The Rust engine is faster but cannot match Java regex semantics for every pattern. Opting in per expression (for example spark.comet.expression.RLike.allowIncompatible=true) declares acceptance of those differences.

The codegen dispatcher is the default and is enabled by spark.comet.exec.scalaUDF.codegen.enabled, so it can be disabled globally to fall back to Spark for the regex family.

Why the engines differ

Java's java.util.regex is a backtracking engine in the Perl/PCRE family. It supports the full range of features that style of engine provides, including some whose worst-case running time grows exponentially with the input.

Rust's regex crate is a finite-automaton engine in the RE2 family. It deliberately omits features that cannot be implemented with a guarantee of linear-time matching. In exchange, every pattern it does accept runs in time linear in the size of the input. This is the same trade-off RE2, Go's regexp, and several other engines make.

The practical consequence is that Java accepts a strictly larger set of patterns than the Rust engine, and several constructs that look the same in source have different semantics on the two sides.

Features supported by Java but not by the Rust engine

Patterns that use any of the following will not compile in Comet's Rust engine and must run on Spark (or use the Java engine):

  • Backreferences such as \1, \2, or \k<name>. The Rust engine has no backtracking and cannot match a previously captured group.
  • Lookaround, including lookahead ((?=...), (?!...)) and lookbehind ((?<=...), (?<!...)).
  • Atomic groups ((?>...)).
  • Possessive quantifiers (*+, ++, ?+, {n,m}+). Rust supports greedy and lazy quantifiers but not possessive.
  • Embedded code, conditionals, and recursion such as (?(cond)yes|no) or (?R). Rust accepts none of these.

Features that exist on both sides but behave differently

Even where both engines accept a construct, the matching behavior is not always the same.

  • Unicode-aware character classes. In the Rust engine, \d, \w, \s, and . are Unicode-aware by default, so \d matches every digit codepoint defined by Unicode rather than only 0-9. Java's defaults match ASCII only and require the UNICODE_CHARACTER_CLASS flag (or (?U) inline) to switch to Unicode semantics. The same pattern can therefore match a different set of characters on each side.
  • Line terminators. In multiline mode, Java treats \r, \n, \r\n, and a few additional Unicode line separators as line boundaries by default. The Rust engine treats only \n as a line boundary unless CRLF mode is enabled. ^, $, and . (with (?s) off) all depend on this definition.
  • Case-insensitive matching. Both engines support (?i), but Java's default is ASCII case folding while the Rust engine uses full Unicode simple case folding when Unicode mode is on. Patterns that match characters outside ASCII can produce different results.
  • POSIX character classes. The Rust engine supports [[:alpha:]] style POSIX classes inside bracket expressions but not Java's \p{Alpha} shorthand. Java accepts both. Unicode property escapes (\p{L}, \p{Greek}, etc.) are supported by both engines but cover slightly different sets of properties.
  • Octal and Unicode escapes. Java accepts \0nnn for octal and \uXXXX for a BMP codepoint. Rust uses \x{...} for arbitrary codepoints and does not accept Java's bare \uXXXX form.
  • Empty matches in split. Spark's StringSplit, which is built on Java's regex, includes leading empty strings produced by zero-width matches at the start of the input. The Rust engine's split follows different rules, so split results can differ in edge cases involving empty matches even when the pattern itself is identical on both sides.
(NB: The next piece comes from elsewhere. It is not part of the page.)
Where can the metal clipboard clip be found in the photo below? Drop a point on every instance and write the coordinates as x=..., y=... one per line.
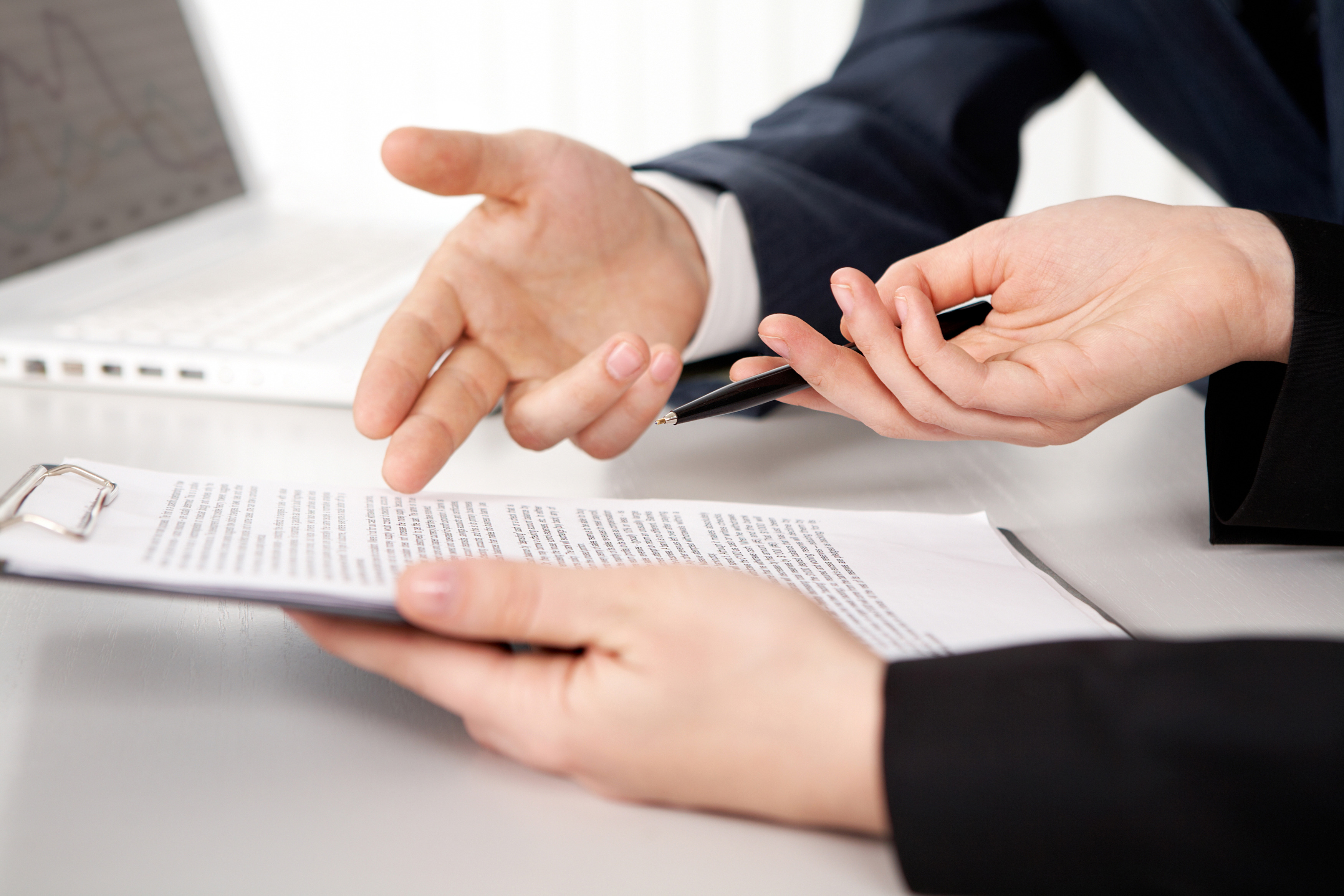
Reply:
x=14, y=499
When the Rust engine is safe

For most ASCII-only, non-anchored patterns that use only literal characters, simple character classes, and ordinary quantifiers, the two engines produce the same results. If you are confident your patterns fit this shape and want to avoid the JNI overhead of the Java engine, switching to the Rust engine with allowIncompatible=true is generally safe.

For anything that uses backreferences, lookaround, or relies on Java's specific Unicode or line-handling defaults, use the Java engine.